Галина Семеновна хотела отвести меня в красный уголок, решив, что дочь пойдет в душевую, но Валя сказала, что раздумала мыться: слишком ветрено. За словами Вали ощущалась плохо скрытая уловка. Глаза Галины Семеновны померкли от укоризны.
— В котловане, поди-ка, метишь покупаться?
— Ну и мама́стая — непременно подозрение.
— В селе у нас считалось великим неприличием, коль девчонка с парнишкой вдвоем с вечерок на минутку отлучились, а не то что куда вместе... Уж если кого увидели наедине — позор на весь век, в первую голову для девчонки. Совесть была...
— И у нас не меньше. Ты, мама, имеешь право меня оскорблять, а Сережу нет.
— Я ничего против Сережи... Ты всему причиной. Ты и паиньку сшибешь с рельс. Допрыгаешься ты, Валька.
— Мам, ты не настраивайся на дурной лад. Я тебя не подведу. Просто я пружинистая по характеру.
— И еще почему не советую... Шалят в котловане.
— Неисправимая ты прямо, мамастая. Пей молоко. Всю бутылку целиком. Оно до сих пор горячее. Да поаккуратней орудуй шлангом. Будешь сильно обливаться — совсем горло загубишь.
— Ча́пай, ча́пай. И слышь, усвой, что мать наказывала.
Когда мы вышли из депо, Валя все еще улыбалась. Она восторженно заговорила о Галине Семеновне. Вот ведь какой прозорливый человек ее мать. Ничего ты от нее не скроешь.
Валя свернула не к Сосновым горам, а на закат, чуть розовевший поверх черной цепи кладбища паровозов. Она шла в котлован, притом так прытко, словно по разрешению матери и по нашему обоюдному согласию.
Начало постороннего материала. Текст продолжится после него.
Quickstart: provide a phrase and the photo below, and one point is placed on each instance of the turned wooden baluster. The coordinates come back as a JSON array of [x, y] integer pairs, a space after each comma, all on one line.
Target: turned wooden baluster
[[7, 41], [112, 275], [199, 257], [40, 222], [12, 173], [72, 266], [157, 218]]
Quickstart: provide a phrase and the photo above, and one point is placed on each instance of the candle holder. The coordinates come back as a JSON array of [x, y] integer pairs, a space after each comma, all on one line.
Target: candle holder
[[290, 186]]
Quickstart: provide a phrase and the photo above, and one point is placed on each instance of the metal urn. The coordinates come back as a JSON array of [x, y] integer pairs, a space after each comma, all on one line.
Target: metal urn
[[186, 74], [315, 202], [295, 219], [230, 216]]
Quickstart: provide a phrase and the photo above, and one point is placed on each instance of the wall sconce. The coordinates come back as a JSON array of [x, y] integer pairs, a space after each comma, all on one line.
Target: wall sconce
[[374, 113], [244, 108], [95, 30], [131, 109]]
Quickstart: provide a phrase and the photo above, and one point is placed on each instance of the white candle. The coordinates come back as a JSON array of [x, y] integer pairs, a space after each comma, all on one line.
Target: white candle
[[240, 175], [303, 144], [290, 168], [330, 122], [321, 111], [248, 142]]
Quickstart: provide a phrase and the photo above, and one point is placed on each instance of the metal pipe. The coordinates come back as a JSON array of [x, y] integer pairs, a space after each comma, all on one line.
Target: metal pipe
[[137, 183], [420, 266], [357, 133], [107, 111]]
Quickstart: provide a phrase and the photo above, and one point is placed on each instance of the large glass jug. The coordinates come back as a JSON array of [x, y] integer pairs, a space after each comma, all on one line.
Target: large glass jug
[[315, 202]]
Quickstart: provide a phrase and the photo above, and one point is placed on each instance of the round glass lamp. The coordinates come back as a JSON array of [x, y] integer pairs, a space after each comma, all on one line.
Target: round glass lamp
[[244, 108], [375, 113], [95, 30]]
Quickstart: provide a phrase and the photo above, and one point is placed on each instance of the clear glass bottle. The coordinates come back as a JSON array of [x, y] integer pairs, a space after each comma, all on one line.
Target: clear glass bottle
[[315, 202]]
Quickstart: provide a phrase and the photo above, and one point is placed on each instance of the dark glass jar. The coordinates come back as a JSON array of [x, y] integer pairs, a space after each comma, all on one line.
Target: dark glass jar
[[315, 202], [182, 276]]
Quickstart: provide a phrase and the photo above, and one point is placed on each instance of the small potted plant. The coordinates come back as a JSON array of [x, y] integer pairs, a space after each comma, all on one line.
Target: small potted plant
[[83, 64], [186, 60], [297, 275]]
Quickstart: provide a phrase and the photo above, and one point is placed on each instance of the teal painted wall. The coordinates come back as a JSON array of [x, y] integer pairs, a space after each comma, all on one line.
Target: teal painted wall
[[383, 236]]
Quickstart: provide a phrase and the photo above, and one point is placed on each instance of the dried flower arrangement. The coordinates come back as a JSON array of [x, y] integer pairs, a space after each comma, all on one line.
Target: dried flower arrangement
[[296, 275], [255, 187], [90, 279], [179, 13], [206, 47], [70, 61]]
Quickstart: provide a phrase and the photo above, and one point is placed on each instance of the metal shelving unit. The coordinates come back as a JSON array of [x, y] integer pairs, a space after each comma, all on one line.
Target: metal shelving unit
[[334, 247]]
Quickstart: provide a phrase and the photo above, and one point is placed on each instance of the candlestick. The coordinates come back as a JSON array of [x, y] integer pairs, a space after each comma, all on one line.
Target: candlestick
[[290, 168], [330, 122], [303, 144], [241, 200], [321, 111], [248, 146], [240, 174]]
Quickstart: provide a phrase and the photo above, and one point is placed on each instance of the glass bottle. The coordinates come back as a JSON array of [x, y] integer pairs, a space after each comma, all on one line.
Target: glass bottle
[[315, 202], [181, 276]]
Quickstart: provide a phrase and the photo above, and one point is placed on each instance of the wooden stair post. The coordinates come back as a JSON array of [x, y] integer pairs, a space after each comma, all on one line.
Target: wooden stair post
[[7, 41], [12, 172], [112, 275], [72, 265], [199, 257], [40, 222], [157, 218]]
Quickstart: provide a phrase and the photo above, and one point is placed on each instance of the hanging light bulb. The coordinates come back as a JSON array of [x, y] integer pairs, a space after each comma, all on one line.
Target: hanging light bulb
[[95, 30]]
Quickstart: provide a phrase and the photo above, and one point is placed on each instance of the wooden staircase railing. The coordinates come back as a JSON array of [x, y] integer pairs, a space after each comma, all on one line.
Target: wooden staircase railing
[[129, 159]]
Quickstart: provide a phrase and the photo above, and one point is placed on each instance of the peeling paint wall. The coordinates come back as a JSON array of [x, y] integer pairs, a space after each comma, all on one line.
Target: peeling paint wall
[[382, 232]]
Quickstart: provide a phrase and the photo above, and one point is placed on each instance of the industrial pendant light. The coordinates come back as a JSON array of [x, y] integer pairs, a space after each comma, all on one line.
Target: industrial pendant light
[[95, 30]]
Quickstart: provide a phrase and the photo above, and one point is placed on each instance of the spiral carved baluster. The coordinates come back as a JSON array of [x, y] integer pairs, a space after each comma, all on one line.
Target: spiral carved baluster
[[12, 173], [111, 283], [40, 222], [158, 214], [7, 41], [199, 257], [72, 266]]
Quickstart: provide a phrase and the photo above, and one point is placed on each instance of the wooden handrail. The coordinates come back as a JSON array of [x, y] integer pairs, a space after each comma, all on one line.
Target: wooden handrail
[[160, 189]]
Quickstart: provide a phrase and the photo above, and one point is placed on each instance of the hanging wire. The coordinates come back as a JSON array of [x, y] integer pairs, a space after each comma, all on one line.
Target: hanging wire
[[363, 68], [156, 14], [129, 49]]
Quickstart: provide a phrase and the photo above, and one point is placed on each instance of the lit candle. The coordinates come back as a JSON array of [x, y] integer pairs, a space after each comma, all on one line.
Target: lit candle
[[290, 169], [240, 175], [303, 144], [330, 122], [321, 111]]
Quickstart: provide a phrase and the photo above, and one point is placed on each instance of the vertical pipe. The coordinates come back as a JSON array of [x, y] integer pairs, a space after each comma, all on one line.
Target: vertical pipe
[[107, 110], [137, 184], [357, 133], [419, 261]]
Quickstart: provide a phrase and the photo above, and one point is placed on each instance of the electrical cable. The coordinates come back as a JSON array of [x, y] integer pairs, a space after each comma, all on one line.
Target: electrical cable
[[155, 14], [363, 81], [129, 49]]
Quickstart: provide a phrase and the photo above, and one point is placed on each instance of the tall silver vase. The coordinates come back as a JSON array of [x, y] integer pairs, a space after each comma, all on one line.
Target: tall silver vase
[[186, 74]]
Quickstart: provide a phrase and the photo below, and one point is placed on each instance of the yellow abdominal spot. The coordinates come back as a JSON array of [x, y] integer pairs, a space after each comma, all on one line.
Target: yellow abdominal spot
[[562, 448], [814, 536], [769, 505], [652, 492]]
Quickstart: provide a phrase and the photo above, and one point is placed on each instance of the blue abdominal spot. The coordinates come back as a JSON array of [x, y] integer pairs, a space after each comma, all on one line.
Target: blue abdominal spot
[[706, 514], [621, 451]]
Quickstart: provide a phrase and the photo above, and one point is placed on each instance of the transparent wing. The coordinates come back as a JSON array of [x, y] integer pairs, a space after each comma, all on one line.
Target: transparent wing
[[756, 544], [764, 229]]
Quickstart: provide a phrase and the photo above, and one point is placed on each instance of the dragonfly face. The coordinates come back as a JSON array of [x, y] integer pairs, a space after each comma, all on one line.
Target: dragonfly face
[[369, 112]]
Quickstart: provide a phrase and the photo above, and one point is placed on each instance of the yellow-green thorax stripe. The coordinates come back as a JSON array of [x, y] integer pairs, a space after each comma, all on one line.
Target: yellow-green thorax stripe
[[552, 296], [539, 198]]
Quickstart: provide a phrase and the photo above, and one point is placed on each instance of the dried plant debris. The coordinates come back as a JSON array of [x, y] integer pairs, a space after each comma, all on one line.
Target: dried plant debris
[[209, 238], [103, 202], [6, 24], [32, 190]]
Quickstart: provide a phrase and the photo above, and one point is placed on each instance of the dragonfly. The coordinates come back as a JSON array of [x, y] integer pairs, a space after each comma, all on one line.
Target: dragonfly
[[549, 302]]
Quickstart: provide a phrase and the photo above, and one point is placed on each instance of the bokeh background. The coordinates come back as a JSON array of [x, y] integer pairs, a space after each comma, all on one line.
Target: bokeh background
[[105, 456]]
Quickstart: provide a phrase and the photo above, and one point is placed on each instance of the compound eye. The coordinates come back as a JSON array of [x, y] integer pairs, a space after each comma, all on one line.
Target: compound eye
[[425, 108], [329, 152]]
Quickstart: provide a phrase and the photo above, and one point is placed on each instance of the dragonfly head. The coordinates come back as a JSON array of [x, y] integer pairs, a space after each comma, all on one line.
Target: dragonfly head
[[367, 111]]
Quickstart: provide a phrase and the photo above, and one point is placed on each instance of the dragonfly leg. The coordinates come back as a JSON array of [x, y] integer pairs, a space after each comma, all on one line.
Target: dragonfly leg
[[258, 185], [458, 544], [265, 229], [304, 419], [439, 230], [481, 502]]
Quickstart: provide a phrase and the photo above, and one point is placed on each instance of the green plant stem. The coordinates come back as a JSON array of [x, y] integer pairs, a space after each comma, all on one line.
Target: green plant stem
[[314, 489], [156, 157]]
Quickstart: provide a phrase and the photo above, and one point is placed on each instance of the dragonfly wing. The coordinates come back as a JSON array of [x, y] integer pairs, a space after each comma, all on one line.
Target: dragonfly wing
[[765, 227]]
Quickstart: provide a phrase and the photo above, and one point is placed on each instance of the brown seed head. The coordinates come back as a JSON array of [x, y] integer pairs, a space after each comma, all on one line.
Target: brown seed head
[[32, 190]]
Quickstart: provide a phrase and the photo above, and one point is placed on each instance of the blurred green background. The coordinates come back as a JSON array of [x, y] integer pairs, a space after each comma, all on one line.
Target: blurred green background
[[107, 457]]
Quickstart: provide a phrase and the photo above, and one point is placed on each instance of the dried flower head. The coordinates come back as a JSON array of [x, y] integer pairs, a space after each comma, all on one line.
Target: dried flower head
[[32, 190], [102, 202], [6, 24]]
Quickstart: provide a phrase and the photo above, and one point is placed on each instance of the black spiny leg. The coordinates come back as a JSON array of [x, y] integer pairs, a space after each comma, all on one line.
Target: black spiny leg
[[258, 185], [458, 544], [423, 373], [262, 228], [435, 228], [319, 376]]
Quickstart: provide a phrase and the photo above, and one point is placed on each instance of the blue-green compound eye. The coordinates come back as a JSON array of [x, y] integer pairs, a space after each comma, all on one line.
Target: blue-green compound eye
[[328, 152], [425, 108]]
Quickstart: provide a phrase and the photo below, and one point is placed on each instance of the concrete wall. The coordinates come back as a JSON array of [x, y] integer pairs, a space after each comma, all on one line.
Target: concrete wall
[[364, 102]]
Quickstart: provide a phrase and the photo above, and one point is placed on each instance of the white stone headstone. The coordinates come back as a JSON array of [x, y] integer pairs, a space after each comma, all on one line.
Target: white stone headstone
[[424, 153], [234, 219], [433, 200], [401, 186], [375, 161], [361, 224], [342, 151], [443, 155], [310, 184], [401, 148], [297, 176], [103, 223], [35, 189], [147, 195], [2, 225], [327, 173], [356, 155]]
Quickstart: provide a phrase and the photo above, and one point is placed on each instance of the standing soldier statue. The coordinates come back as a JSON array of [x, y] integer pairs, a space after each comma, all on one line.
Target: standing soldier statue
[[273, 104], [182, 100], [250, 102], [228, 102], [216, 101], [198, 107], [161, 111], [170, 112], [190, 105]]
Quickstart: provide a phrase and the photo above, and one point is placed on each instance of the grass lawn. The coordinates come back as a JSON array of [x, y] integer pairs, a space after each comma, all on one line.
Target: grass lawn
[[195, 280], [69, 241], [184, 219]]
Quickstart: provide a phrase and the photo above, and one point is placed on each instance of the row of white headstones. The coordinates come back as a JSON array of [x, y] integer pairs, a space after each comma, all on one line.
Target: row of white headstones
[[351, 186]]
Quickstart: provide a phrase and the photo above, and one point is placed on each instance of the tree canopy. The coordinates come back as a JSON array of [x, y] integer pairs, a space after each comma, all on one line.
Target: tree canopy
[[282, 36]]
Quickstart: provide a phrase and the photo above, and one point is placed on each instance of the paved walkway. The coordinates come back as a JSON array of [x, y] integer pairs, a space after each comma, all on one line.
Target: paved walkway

Я остановился, но она лишь полуобернулась и звала меня за собой веселыми взмахами руки. Было ясно, что никому и ничему не изменить ее решения. Если я потопаю на Тринадцатый участок, у Вали хватит задора и отчаяния дойти до котлована и выкупаться. Я и сам, едва Галина Семеновна упомянула о котловане, страстно желал порезвиться в его горячих водах. И вместе с тем я уважал волю и тревогу Галины Семеновны и не мог положиться на себя ни в чем, куда бы ни поманило меня Валино стремление, которому она была почти не в силах сопротивляться, но чего, наверно, и сама не сознавала или старалась не сознавать.
Я догнал Валю. Опа схватила меня за руку и с такой радостной строптивостью размахивала ею, точно я был против ее затеи, и она торжествовала свою победу и хотела доказать, что все и всегда будет только по ее и что нет большей нелепости, чем артачиться против того, что людям приносит счастье.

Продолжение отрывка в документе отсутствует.